There are two crucial why questions here:

1. Why do you want to convert to electric?

2. Why do you not like batteries?

The only diesel-electric powerplant I could think of was a locomotive engine. There had to be an obvious reason why this setup is used. From Wikipedia:



> As will be seen in the following discussion, the propulsion system is designed to produce maximum traction motor torque at start-up, which explains why modern locomotives are capable of starting trains weighing in excess of 15,000 tons, even on ascending grades.

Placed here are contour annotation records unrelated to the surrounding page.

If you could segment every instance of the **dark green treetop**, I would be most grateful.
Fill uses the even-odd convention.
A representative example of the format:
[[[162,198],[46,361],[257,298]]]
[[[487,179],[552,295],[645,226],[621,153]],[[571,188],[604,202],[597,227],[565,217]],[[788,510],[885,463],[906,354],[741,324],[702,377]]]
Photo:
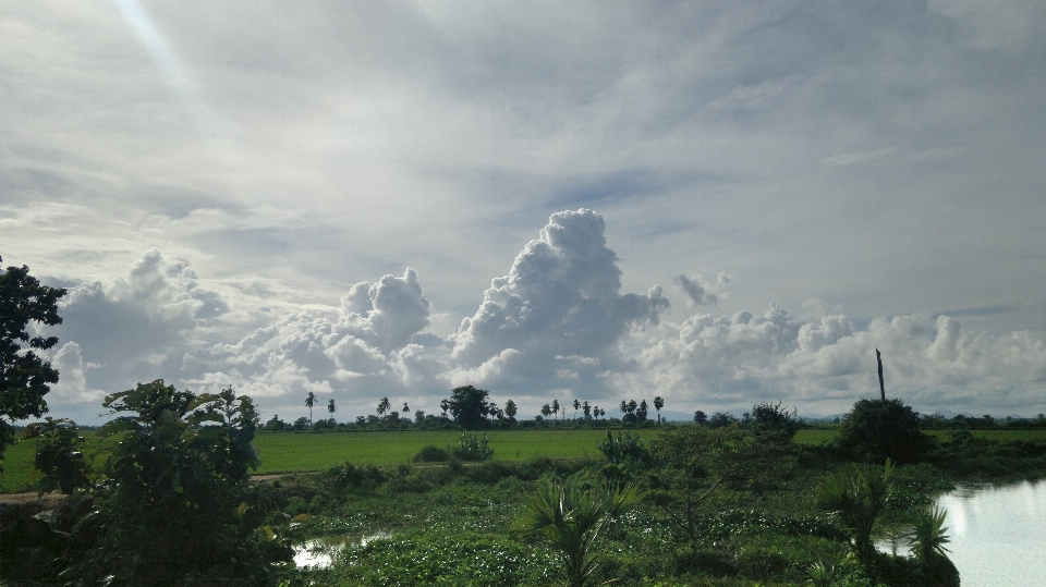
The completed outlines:
[[[58,301],[65,293],[62,288],[40,284],[26,266],[8,267],[0,273],[0,456],[12,438],[4,419],[47,413],[44,395],[58,382],[58,370],[36,351],[51,348],[58,338],[31,337],[26,329],[29,322],[62,323]]]

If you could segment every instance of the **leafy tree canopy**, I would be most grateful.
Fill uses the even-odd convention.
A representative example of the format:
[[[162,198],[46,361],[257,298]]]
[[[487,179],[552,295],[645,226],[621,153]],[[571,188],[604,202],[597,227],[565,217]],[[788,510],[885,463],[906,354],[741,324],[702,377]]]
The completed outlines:
[[[106,475],[83,526],[94,553],[66,572],[84,584],[267,585],[289,553],[256,531],[248,503],[258,415],[232,388],[196,395],[162,380],[106,398]]]
[[[8,267],[0,273],[0,456],[12,439],[4,418],[14,421],[47,412],[44,395],[58,382],[58,370],[36,351],[51,348],[58,339],[31,337],[27,328],[29,322],[62,323],[58,301],[65,293],[61,288],[41,285],[25,266]]]
[[[489,391],[476,389],[472,386],[457,388],[447,402],[447,408],[462,428],[473,430],[487,424],[489,413],[487,396]]]
[[[851,458],[869,463],[915,463],[933,439],[920,430],[919,413],[895,398],[861,400],[842,419],[838,447]]]

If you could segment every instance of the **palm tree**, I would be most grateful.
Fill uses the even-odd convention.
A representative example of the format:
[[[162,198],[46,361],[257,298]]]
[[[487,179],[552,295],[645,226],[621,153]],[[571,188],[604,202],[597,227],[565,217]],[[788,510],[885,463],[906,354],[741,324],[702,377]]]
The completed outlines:
[[[623,488],[583,488],[570,481],[549,481],[530,496],[523,527],[545,534],[560,551],[567,585],[584,587],[599,566],[600,552],[593,548],[594,543],[637,500],[638,488],[634,484]]]
[[[305,396],[305,405],[308,406],[308,425],[313,425],[313,404],[316,403],[316,394],[312,391]]]
[[[881,473],[880,473],[881,470]],[[817,490],[817,502],[850,533],[850,547],[867,564],[875,553],[872,528],[893,491],[893,462],[852,465],[849,474],[830,474]]]
[[[381,398],[381,401],[378,402],[378,415],[385,416],[385,413],[389,409],[392,409],[392,403],[389,402],[388,396]]]
[[[951,552],[945,548],[951,541],[945,527],[947,514],[936,505],[916,513],[912,529],[904,536],[912,545],[912,553],[919,559],[927,585],[959,585],[959,570],[945,554]]]

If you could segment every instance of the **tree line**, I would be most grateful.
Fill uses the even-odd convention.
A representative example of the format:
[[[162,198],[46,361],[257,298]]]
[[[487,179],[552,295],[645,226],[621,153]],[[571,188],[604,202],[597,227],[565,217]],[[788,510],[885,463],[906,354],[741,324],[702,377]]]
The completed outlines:
[[[542,428],[549,426],[574,426],[606,428],[613,426],[648,427],[660,425],[665,420],[660,412],[665,407],[665,400],[654,398],[652,404],[646,400],[636,403],[635,400],[622,400],[619,404],[621,417],[607,418],[607,411],[587,400],[573,400],[571,404],[561,404],[552,400],[542,406],[533,418],[516,418],[519,406],[515,401],[508,400],[504,405],[490,401],[490,392],[473,386],[463,386],[451,391],[451,396],[440,402],[439,414],[426,414],[424,409],[411,412],[410,404],[403,402],[402,409],[397,409],[388,396],[381,398],[375,414],[356,416],[352,421],[339,423],[335,419],[338,409],[335,400],[328,401],[327,418],[313,419],[314,406],[323,402],[314,392],[305,396],[305,406],[308,407],[308,417],[302,416],[293,421],[284,421],[279,414],[272,416],[262,427],[269,432],[280,431],[353,431],[353,430],[390,430],[390,429],[465,429],[476,430],[486,428]],[[649,407],[656,411],[655,419],[649,418]],[[568,413],[572,406],[572,417]]]

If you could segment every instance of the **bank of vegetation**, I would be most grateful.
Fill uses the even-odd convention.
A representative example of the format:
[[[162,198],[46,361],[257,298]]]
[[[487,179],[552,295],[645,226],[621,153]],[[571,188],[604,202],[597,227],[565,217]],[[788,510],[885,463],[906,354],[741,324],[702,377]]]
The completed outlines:
[[[2,455],[15,440],[3,418],[47,411],[58,372],[34,350],[57,340],[33,338],[26,325],[60,323],[65,292],[26,268],[0,274],[0,292]],[[39,493],[64,498],[0,509],[0,585],[951,587],[960,576],[931,496],[961,478],[1046,476],[1046,441],[921,418],[885,391],[856,402],[822,443],[795,442],[804,423],[780,403],[677,425],[661,421],[659,398],[654,421],[645,401],[622,401],[617,421],[574,401],[585,413],[577,426],[618,429],[581,458],[504,460],[483,430],[527,425],[514,404],[499,408],[488,395],[459,388],[445,402],[449,416],[415,414],[414,425],[461,433],[421,447],[410,463],[344,462],[264,481],[251,479],[263,425],[232,388],[138,384],[106,398],[112,418],[93,435],[47,418],[20,435],[34,442]],[[321,431],[316,401],[306,400],[307,428]],[[356,425],[389,428],[390,407],[385,399],[381,418]],[[561,409],[558,400],[543,406],[533,427]],[[874,547],[891,534],[910,555]],[[295,545],[320,543],[333,545],[329,565],[295,565]]]

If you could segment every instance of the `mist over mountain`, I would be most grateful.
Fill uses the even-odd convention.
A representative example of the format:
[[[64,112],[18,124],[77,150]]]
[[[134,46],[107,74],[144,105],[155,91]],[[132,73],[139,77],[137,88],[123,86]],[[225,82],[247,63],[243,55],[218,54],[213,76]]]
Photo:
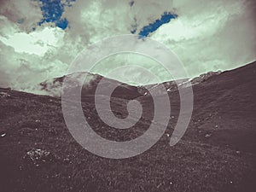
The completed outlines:
[[[212,74],[195,80],[192,119],[176,146],[169,145],[180,113],[179,93],[173,89],[168,91],[172,112],[165,134],[149,150],[126,160],[102,158],[78,144],[63,119],[61,98],[1,88],[1,191],[254,191],[256,62]],[[92,82],[102,79],[90,77]],[[165,84],[170,88],[170,82]],[[147,131],[154,114],[149,95],[122,84],[111,98],[112,112],[125,118],[132,99],[143,110],[133,127],[117,130],[99,118],[96,84],[91,84],[82,108],[98,135],[120,142]]]

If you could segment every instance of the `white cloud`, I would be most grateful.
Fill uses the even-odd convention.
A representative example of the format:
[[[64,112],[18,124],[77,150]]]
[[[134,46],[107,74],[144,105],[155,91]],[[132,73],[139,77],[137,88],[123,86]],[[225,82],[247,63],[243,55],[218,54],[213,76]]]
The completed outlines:
[[[77,0],[65,8],[62,17],[69,27],[61,31],[50,23],[37,26],[43,18],[38,2],[0,1],[0,86],[27,90],[64,75],[87,45],[131,33],[135,26],[138,32],[166,11],[174,11],[178,17],[151,38],[174,50],[190,76],[234,68],[256,59],[253,0],[135,0],[131,7],[130,2]],[[141,56],[108,58],[94,72],[107,74],[126,61],[157,73],[163,81],[169,80],[158,65]],[[111,78],[150,81],[132,69]]]

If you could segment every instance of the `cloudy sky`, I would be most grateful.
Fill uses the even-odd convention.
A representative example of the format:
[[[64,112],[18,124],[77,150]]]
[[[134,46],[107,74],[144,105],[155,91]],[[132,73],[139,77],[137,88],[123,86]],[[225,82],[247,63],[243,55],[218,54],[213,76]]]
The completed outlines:
[[[138,34],[175,52],[189,77],[236,68],[256,60],[254,0],[0,0],[0,87],[32,90],[62,76],[85,47],[101,39]],[[140,55],[112,56],[93,73],[122,63],[170,77]],[[111,77],[140,81],[134,71]]]

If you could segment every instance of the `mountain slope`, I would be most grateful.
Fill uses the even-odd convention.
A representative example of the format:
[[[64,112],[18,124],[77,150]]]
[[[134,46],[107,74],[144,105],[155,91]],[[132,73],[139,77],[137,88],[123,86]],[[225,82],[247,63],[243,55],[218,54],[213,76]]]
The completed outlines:
[[[172,148],[167,134],[177,123],[179,95],[170,91],[166,134],[147,152],[126,160],[83,149],[66,127],[60,98],[0,89],[1,191],[254,191],[255,71],[253,62],[195,84],[191,123]],[[152,98],[130,94],[129,99],[141,102],[143,113],[127,131],[104,125],[93,95],[84,96],[84,115],[99,135],[125,141],[147,130]],[[116,116],[127,115],[126,98],[117,95],[111,102]]]

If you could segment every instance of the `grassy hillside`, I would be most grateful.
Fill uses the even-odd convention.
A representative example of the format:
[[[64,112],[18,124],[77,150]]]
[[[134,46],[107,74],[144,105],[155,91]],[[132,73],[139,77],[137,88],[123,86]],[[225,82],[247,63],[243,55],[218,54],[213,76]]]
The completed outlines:
[[[256,189],[256,63],[225,72],[193,87],[195,108],[183,139],[161,139],[147,152],[108,160],[84,149],[66,127],[60,98],[0,89],[0,191],[247,192]],[[176,124],[178,93],[170,93]],[[130,131],[115,131],[96,115],[93,96],[84,98],[90,124],[101,136],[134,138],[147,129],[152,101],[139,97],[143,118]],[[112,108],[125,117],[126,100]]]

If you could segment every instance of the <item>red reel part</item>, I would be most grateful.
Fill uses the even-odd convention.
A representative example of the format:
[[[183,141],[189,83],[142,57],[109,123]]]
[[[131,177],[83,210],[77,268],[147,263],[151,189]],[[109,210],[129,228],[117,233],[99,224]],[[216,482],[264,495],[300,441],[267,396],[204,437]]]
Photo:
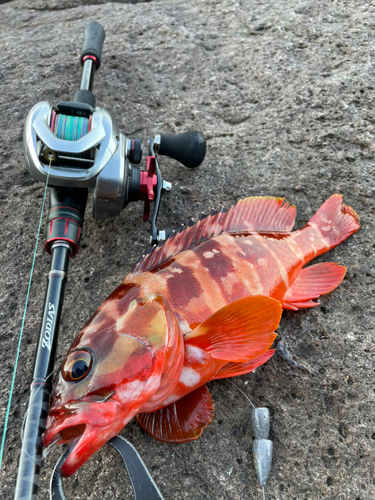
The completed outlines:
[[[155,156],[147,157],[147,170],[141,171],[141,182],[139,187],[139,199],[145,202],[143,209],[143,220],[146,222],[150,214],[150,202],[154,199],[158,178],[156,172]]]

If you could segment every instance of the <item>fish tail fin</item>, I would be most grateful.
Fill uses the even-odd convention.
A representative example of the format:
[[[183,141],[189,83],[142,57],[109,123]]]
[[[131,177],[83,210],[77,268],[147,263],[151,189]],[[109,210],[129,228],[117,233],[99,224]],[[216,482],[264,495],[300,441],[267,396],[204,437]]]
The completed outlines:
[[[328,198],[307,226],[317,229],[329,248],[346,240],[360,228],[358,215],[351,207],[343,204],[342,196],[339,194]]]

So I think that unless this is really your goal, it is unlikely that such a setup will have any net improvement over the diesel engine directly connected to the drivetrain.

ga2500ev


----------



## ken will (Dec 19, 2009)

dougingraham said:


> It uses hydrogen which is an incredibly good fuel for a rocket but a terrible fuel for a car.


What is wrong with Hydrogen?


----------



## onegreenev (May 18, 2012)

Ever priced a hydrogen fuel cell? Or the price of a hydrogen tank and components to run in an ICE style engine? No on-demand system can create enough hydrogen to power your trucks engine. Best bet is to convert to diesel and put on a killer turbo and run bio-diesel or straight VO in the beast. Or just get a nice car and drop in the new AC-76 and the controller and a pile of 180ah Calbs. Might actually be cheaper than doing your hydrogen vehicle conversion.


----------



## dougingraham (Jul 26, 2011)

ken will said:


> What is wrong with Hydrogen?


Too bulky. While it has high energy per unit of mass it has poor energy per unit of volume. To carry enough to have reasonable range you need to carry it liquefied under terribly high pressure at incredibly cold temperatures. Or locked up chemically in a form that can be easily released. None of the demo vehicles out there have much range. They just can't carry enough hydrogen.

You have to make it. There is no inexpensive way to make it. The cost to manufacture makes gasoline look inexpensive. Even if you use nearly free electricity you still have to compress it and then liquefy it and that electricity could go a long way charging batteries and moving a car. A lot farther than you will get via the extra conversions necessary to power a car.

Hydrogen reacts with the storage container such that metal is embrittled. So the tanks, tubing and valves get replaced every couple of years.

There is no infrastructure for distribution. I read one report that indicated building out an infrastructure like that of gas stations would cost a trillion dollars. That seems high to me but it could be true. By comparison it would only take several hundred million dollars to build out a network of supercharging stations along the interstate highway system. Cheap by comparison.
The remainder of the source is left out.